- Theatrical release poster
- Directed by: Aaron Leong
- Written by: Rick Kuebler
- Produced by: Rick Kuebler; Brandy Bianchini; Laura Chick; Terry Kuebler; Jonathan Morken;
- Starring: Sean O'Donnel; Gary Busey; Stephen Tobolowsky; Alexandria DeBerry; Dylan Riley Snyder; Michael Eric Reid;
- Cinematography: David M. Brewer
- Edited by: Ian Webb
- Music by: John Flanagan
- Production company: My Heros Productions
- Release date: April 1, 2017;
- Country: United States
- Language: English

= Mamaboy =

Mamaboy is a 2017 comedy film directed by Aaron Leong and written and produced by Rick Kuebler. The film stars Sean O'Donnell as a teenager who decides to undergo an experimental procedure that enables him to carry his girlfriend's baby to term.

== Plot ==
The adolescent Kelly Hankins (Sean O'Donnell) has a good life. He is admired by his peers, the star of the baseball team, and he is in a happy relationship with the beautiful Lisa Weld (Allie DeBerry), albeit one that they have to hide from her strict father Reverend Weld (Stephen Tobolowsky). However, when Lisa tells him that she is pregnant, Kelly now has to figure out a way to keep her from getting into trouble. He thinks he has found the answer when he discovers that his Uncle Theus (J.D. Rudometkin) has managed to transfer an embryo into a male monkey's abdominal cavity. Certain that this will solve all of their problems, Kelly persuades his uncle to do the same to him.

The process is successful and Kelly becomes pregnant. Over the course of several months, he goes through typical symptoms; hiding it from everyone with only his friend Ditto (Michael Eric Reid) aware of it.

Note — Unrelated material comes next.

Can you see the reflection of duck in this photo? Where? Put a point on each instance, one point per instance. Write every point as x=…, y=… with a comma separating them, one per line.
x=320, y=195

Everyone begins to notice Kelly's odd behavior and he loses his popularity, though the flirtatious Candy (Cassidy Ann Shaffer) continues to hit on him. Lisa breaks up with Kelly as she cannot endure seeing Kelly becoming ridiculed. The nerdy Milton (Dylan Riley Snyder) begins to suspect that something is up with Kelly and reviews his findings with Principal Miller (Eric Wheeler), though he has a little trouble believing the concept of a pregnant boy.

Lisa calls Kelly in an effort to get back together with him, on the condition that the baby be transferred back to her. They get into an argument and become even more distant. Realizing that he cannot go on without Lisa, Kelly attempts to get back together with her at the prom. She seems willing to accept him back, but Milton outs the pregnancy to everyone, humiliating Kelly. Soon, the whole town learns of it with Reverend Weld attempting to demonize Kelly, but Theus manages to persuade the congregation that Kelly was fine. As graduation approaches, Kelly is unsure of what to do with himself, but his father backs him up.

The day of graduation arrives and Kelly reluctantly gives a speech to his classmates that is uplifting and empowering. He suddenly faints as he goes into labor and his friends and family rush the stage to help him. Kelly awakens in the hospital with Lisa watching over him. Kelly learns that he has given birth to twins, a boy and a girl. Lisa apologizes for her behavior and wants to raise their children together. She shows that the whole town has been rooting for Kelly's recovery as well as her father who now approves of him.

== Cast ==

- Sean O'Donnell as Kelly Hankins
- Gary Busey as Coach Dombrowski
- Stephen Tobolowsky as Reverend Weld
- Alexandria DeBerry as Lisa Weld
- Dylan Riley Snyder as Milton
- Michael Eric Reid as Ditto
- Cassidy Ann Shaffer as Candy
- Nick Fenske as Jeff Hankins
- Shelley K. Booker as Gloria Hankins
- Michael Reep as Bronco
- Jack Shelton as Jimmy Hankins
- Jesse Miller as Nurse Zelda
- J.D. Rudometkin as Uncle Theus
- Eric Wheeler as Principle Miller
- Peter Wilmer as Baker Frank

==Production==
The film was largely filmed in the California counties of El Dorado and Placer and filming wrapped in October 2015.